Neal Taparia co-CEO and co-founder of Imagine Easy Solutions recently contributed an article to Forbes based on the concept that email should be about unique reach, not just open rates. He suggests sending follow-up emails to those who didn’t open the first email. The thinking here is that this will help you reach those who may have actually been interested in the message, but just didn’t get a chance to open it the first time.

“Have you ever seen an interesting email in your inbox and thought to yourself, ‘I’ll read that later’? You leave it unread with every intention of eventually opening up that email,” he wrote. “Then later that day at 7:47 PM, after dinner, you catch up on email from friends, and start reading the various newsletters that have sprung up in the top of your inbox. Did you ever get to that email? Despite the fact that you made a mental note that you wanted to read it, chances are you didn’t. You got distracted by all the other emails that landed in your inbox. You were probably also distracted by your Twitter, Facebook, and LinkedIn feeds, and very important group chats on WhatsApp.”

This is certainly a common scenario, though as he acknowledges, you do run the risk of annoying subscribers with follow-up emails. Still, the strategy appears to have worked for his company. They increased overall reach by 54.7%.
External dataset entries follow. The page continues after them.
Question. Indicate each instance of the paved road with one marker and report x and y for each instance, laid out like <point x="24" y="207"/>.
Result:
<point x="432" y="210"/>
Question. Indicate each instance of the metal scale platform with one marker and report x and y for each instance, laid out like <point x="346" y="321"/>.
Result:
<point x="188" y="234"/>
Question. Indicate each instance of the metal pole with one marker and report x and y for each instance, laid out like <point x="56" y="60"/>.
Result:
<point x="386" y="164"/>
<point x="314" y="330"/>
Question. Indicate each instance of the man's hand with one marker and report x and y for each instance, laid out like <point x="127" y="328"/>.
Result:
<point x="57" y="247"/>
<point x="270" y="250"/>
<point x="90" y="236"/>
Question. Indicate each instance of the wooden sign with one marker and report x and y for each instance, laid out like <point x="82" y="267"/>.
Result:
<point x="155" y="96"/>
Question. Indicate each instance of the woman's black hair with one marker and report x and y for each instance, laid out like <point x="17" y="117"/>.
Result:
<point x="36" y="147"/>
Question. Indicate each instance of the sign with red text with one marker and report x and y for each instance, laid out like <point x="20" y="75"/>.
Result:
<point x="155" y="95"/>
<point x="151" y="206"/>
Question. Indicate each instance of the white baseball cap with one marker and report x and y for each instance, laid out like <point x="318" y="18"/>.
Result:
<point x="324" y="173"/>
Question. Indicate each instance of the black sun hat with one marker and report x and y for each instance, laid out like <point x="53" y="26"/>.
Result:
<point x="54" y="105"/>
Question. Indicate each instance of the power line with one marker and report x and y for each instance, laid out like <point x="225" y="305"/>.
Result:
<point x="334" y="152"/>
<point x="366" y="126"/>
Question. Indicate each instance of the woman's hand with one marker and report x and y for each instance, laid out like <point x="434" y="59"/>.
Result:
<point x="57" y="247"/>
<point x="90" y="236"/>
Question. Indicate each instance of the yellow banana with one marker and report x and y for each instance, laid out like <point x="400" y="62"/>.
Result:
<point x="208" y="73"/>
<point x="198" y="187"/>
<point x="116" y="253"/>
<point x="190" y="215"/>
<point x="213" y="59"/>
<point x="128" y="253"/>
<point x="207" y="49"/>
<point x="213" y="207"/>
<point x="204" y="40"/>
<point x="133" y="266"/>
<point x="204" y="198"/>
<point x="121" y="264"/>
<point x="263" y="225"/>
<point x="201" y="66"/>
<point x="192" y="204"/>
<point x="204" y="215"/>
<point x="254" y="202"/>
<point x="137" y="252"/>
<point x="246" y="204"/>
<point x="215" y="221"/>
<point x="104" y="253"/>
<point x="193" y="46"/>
“To put it in perspective, all the hours of investment dedicated to this content piece and email became 54.7% more effective,” Taparia wrote. “We were able to nurture 54.7% more leads. More importantly, we increased our sales potential by 54.7%. We did this just by investing another 50 minutes in sending out a second email to those who didn’t open up the first.”

In the example he discussed, they sent the first email to 2,723 people, got 579 opens and 224 call-to-action clicks for an 8.2% click-through rate. The second email (again, sent only to those who didn’t open the first one), got 309 opens and 114 clicks. Unique opens between both emails were 32.6%.

Taparia noted they were concerned about annoying people who had seen the original email and deleted it, and that to address this, they send a second email a week later with minor changes. The unsubscribe rate has apparently stayed in line with the norm, though he does suggest trying to get a sense, based on your own list, of when a follow-up email is one too many.

Wrapping Up

As much as we like to think there is an exact science to this, there’s really not. If there were, there wouldn’t be a need for advice on the subject. Everyone would just have all of their emails opened. There are so many variables and factors to consider that you really have to pay close attention to your own audience and how they engage with your campaigns. The best thing you can do is develop a more analytical eye, and continue to test and tweak. That assumes you have the content to warrant the opens in the first place.

The good news for email marketers is that email as a medium is as relevant as ever. It’s 2015, and much of the industry chatter is about how everyone is starting email newsletters. Opens are on the way up as mobile is now the norm, and that means there is plenty of opportunity to get your emails read and engaged with. There may be new challenges (Google Inbox, anyone?), but that’s always been part of the game, and it always will be. The bottom line is that it’s a pretty good time to be in email marketing.